Designed as emergency shelters, the sheds fail to support daily life. When they aren’t flooding from the rain, morning dew comes in through the walls, soaking papers and documents. The heaters are hard to control, and have been known to make the concrete floors so hot that people have burned their feet getting out of bed.
Residents endure these conditions because they’re afraid of being deemed “housing-resistant” and de-prioritized for permanent housing. Meanwhile, people get evicted from the sheds without due process. A mother and daughter were evicted for staying with the girl’s father for three consecutive days, and a pregnant woman was told that once she gives birth she’ll have to move out. The nonprofits that administer the tiny shed camps estimate a period of between three and six months between moving into a tiny shed and getting permanent housing, but of the people I interviewed, no one had heard of anyone entering directly into permanent housing from a tiny shed. Some tenants who have put community pressure on their caseworkers have received Section 8 vouchers, which use government funds to subsidise rents paid to private landlords but do not guarantee that a landlord will accept the voucher.
Tiny sheds must be understood not as homes or as housing, but as an architecture of containment and banishment. A home is a place where you can feel comfortable and secure, where you can fulfill your basic needs without being monitored, and leave to visit loved ones without fearing losing your home. Many tiny shed residents maintain a place outside because that’s where their community is, or what they can call home. I spoke to Carly O., a member of SWLA and the LA Tenants Union (LATU), who described the way that tiny homes are used to redefine “home” in order to cater to people who have never been homeless: “They’ve engineered the perfect concept of housing for NIMBYs (Not in my Backyard). This is not meant for the people who are going to be forced to accept these things—it’s meant for the people that want homeless people to disappear.”
Rick Vansleve, president of HOTV, described the camps’ impact on their surrounding neighborhood: “…People in the neighborhood see less homeless, less trash, less crime, fewer drug users roaming around. I think these villages should spread across the country like Starbucks—be in every community.” The role of the tiny shed camp in a comprehensive gentrification plan is clear. Tiny sheds and other forms of carceral housing are part of a system of interdependent measures intended to banish unhoused people from the public eye and to invisibilize the poverty produced by high rents and low wages. Among these measures are sit/lie laws which criminalize unhoused people who sit or lie in public space. Squalor*, an unhoused member of SWLA and LATU told me, “The city has two buttons. Button one: ‘conform’. Button two: ‘go to jail’. If you don’t conform, press button two, go to jail, and that’s the tiny sheds.” US cities have a long tradition of rebranding laws that banish poor, queer, disabled, and racialized people.
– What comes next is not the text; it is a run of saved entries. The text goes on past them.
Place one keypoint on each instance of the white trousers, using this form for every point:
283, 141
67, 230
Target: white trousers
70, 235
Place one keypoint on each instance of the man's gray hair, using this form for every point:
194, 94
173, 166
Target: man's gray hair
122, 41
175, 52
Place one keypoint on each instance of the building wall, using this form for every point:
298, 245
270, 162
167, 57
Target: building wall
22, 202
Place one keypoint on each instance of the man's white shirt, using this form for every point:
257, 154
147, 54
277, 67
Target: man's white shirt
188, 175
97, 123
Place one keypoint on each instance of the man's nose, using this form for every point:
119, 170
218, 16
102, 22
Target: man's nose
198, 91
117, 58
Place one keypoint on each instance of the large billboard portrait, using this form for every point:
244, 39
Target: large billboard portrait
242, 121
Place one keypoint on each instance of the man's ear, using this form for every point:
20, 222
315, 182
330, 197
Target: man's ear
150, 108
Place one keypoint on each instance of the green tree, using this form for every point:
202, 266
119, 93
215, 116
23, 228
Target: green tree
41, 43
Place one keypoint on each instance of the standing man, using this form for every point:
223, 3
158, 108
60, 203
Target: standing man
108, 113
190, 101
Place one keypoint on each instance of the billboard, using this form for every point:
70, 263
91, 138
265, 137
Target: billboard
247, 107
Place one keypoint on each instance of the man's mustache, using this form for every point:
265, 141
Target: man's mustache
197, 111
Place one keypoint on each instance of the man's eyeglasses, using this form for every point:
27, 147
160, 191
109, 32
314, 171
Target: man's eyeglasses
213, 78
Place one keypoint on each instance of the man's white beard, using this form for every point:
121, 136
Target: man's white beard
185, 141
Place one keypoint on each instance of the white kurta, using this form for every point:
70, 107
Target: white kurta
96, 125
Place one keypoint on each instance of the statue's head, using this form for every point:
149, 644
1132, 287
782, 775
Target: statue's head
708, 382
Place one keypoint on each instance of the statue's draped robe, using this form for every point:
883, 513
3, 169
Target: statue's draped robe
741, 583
Criminalization is at the heart of LA’s homeless services system. LA Municipal Code 41.18, a sit/lie law which has been struck down and revived many times since its inception in 1967, can be traced to post-Civil War black codes, the vagrancy laws of the early 20th century, and the policing of the borders of redlined neighborhoods in the mid-20th century. In the fall of 2021, 41.18 was reincarnated as the business lobby lusted for the return of tourists, city councillors threw in their bids for the mayoral race, and the 2028 Summer Olympics Games drew closer. The current iteration of 41.18 bans people from sitting or lying within a territory of “special enforcement zones” delineated through invisible circles drawn around pieces of infrastructure, street furniture, types of public spaces and types of buildings. The circles vary in size, from 2-foot to 1000-foot diameters. Every homeless shelter and service provider has a 1000-foot circle around it. With every new tiny shed camp comes a new special enforcement zone. City councillors can also now draw these zones at their whim, typically targeting existing encampments. This invisible territory is difficult to predict and guaranteed to be unknown in its entirety by the very people it targets.
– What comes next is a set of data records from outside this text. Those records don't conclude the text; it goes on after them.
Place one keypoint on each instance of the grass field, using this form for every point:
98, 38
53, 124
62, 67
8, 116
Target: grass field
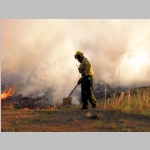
126, 113
104, 118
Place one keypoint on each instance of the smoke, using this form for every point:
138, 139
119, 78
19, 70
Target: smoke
38, 54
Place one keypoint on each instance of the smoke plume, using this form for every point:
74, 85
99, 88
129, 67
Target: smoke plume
38, 54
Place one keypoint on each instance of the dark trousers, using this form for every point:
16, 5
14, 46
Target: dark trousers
87, 92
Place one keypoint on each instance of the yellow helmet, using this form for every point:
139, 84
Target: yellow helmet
77, 53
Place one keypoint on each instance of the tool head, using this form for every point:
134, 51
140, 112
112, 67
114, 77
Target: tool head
67, 101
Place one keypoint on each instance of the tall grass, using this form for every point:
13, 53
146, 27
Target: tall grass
137, 101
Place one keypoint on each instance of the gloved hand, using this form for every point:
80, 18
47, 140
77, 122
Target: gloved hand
80, 80
83, 74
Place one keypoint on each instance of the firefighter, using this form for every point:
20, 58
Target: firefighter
86, 80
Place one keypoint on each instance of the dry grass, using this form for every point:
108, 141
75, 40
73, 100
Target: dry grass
127, 113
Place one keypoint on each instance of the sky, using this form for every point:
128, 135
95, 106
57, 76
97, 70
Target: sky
38, 54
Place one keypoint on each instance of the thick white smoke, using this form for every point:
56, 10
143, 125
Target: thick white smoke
38, 54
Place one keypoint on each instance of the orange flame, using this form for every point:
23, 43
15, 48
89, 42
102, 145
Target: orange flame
8, 93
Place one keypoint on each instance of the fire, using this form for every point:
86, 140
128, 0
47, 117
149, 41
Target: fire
8, 93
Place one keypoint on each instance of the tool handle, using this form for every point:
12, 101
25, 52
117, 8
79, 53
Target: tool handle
73, 90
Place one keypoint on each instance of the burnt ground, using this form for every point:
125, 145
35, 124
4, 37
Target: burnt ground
71, 119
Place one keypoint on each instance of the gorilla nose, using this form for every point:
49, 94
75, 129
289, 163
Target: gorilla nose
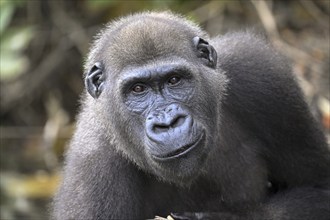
169, 123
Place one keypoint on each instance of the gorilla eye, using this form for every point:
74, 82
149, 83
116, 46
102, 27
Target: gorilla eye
174, 80
138, 88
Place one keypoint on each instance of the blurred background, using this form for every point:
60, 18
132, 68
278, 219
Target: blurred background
42, 49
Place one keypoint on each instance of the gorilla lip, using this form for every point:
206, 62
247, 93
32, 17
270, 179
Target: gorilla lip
181, 151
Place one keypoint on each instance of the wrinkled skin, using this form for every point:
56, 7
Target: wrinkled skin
174, 121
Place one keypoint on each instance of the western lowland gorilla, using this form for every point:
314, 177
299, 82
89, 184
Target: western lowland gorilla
174, 121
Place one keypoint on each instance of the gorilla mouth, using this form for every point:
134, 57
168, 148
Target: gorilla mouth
181, 151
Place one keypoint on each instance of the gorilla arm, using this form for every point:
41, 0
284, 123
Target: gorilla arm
97, 183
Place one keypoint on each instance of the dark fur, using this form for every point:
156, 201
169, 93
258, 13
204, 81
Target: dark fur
265, 156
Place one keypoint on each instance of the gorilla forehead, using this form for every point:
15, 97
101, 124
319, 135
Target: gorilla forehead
142, 37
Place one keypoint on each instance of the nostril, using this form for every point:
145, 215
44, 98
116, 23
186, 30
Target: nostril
157, 129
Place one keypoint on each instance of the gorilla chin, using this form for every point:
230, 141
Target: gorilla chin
185, 162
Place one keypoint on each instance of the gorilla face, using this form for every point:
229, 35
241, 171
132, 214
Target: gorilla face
162, 98
164, 107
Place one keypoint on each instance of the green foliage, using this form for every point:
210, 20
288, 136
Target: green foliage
13, 42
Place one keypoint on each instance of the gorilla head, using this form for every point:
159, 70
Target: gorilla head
156, 95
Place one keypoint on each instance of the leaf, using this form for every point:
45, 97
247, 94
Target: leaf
6, 13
City agencies have promised to foreground housing placements ahead of the enforcement of this ordinance through encampment evictions. So far, unhoused people have noted an absence of outreach before sanitation workers arrive to destroy their property. Instead, armed law enforcement officers surround them while city workers tell them to go to a shelter. Among the flaws in this equation is the dead-end: the lack of permanent—or even temporary—housing available to poor people. Instead, officials coerce people into carceral housing programs that are constantly at capacity: tiny shed camps, hotel rooms with rules and curfews, and congregate shelters that kick people out in the morning.
A recent report from UCLA’s Institute on Inequality indicates that a stay in temporary housing can be harmful to people’s physical, mental, and social health. The report links deaths during or after a stay in carceral housing to a number of factors, from the relentless constriction of daily life by draconian regulations, to the isolation residents feel within their atomized rooms, and the strict rules that force drug users to use in unsafe, isolated conditions. When people exit temporary housing and return to their encampment, they often find that their community has been swept away, causing further trauma. When considered to be housing, it’s unclear why these programs don’t add up to a decrease in homelessness. But when these hotel rooms, sheds, and dorms are seen for what they are—the architectural expressions of policies that invisibilize poverty while doing little to help people out of it, land use interventions that justify the banishment of unhoused people from gentrifying neighbourhoods, and an extension of the carceral state into the home—the equation crystallises into a cruel formula for circumscribing the lives of unhoused people.
Understanding that permanent housing exists almost exclusively for those who can afford to pay high rents, some unhoused people and their allies have started building tiny shelters themselves. In early 2021, a Toronto carpenter named Khaleel Seivwright built tiny shelters and delivered them to unhoused people in the public places where they lived. The City of Toronto filed a restraining order against him to prevent him from this life-saving work. A similar story unfolded in LA, where Elvis Summers was barred from delivering tiny shelters to people living on the streets in Compton. These self-built tiny sheds give residents security and protection from the elements without destroying their community or disrupting their lives.
Tiny sheds are damaging to the organized demands of unhoused people. They demonstrate the societal failure to imagine a comfortable, safe, and dignified apartment as the site where homelessness ends, while normalizing the presumption that an inability to pay rent or mortgage makes a person subhuman. Instead of supporting the self-determination of unhoused people by providing bathrooms and waste pickup at existing encampments, the city’s homeless services system disempowers them, invoking right-wing “country of laws” rhetoric and subjecting them to rules that no housed person has to live by. Instead of public housing, dehumanizing sheds are built to warehouse poor people out of sight, and an ecosystem of policies work to jail and erase those who refuse to be warehoused. The members of Unhoused Tenants Against Carceral Housing, a grassroots group in LA, have put forth their demands: the de-carceration of temporary housing; and “community self-determination, autonomy, and the same rights as housed tenants in Los Angeles”. According to the 2020 Greater LA homeless count, nearly 60 percent of unhoused Angelenos cite economic hardship as the cause of their houselessness. The long-term prevention of houselessness demands the end of evictions and the socialization of housing, rather than the banishment of the poor—and the solution to houselessness now is a permanent home, not a cage.
*Squalor’s name has been altered at their request.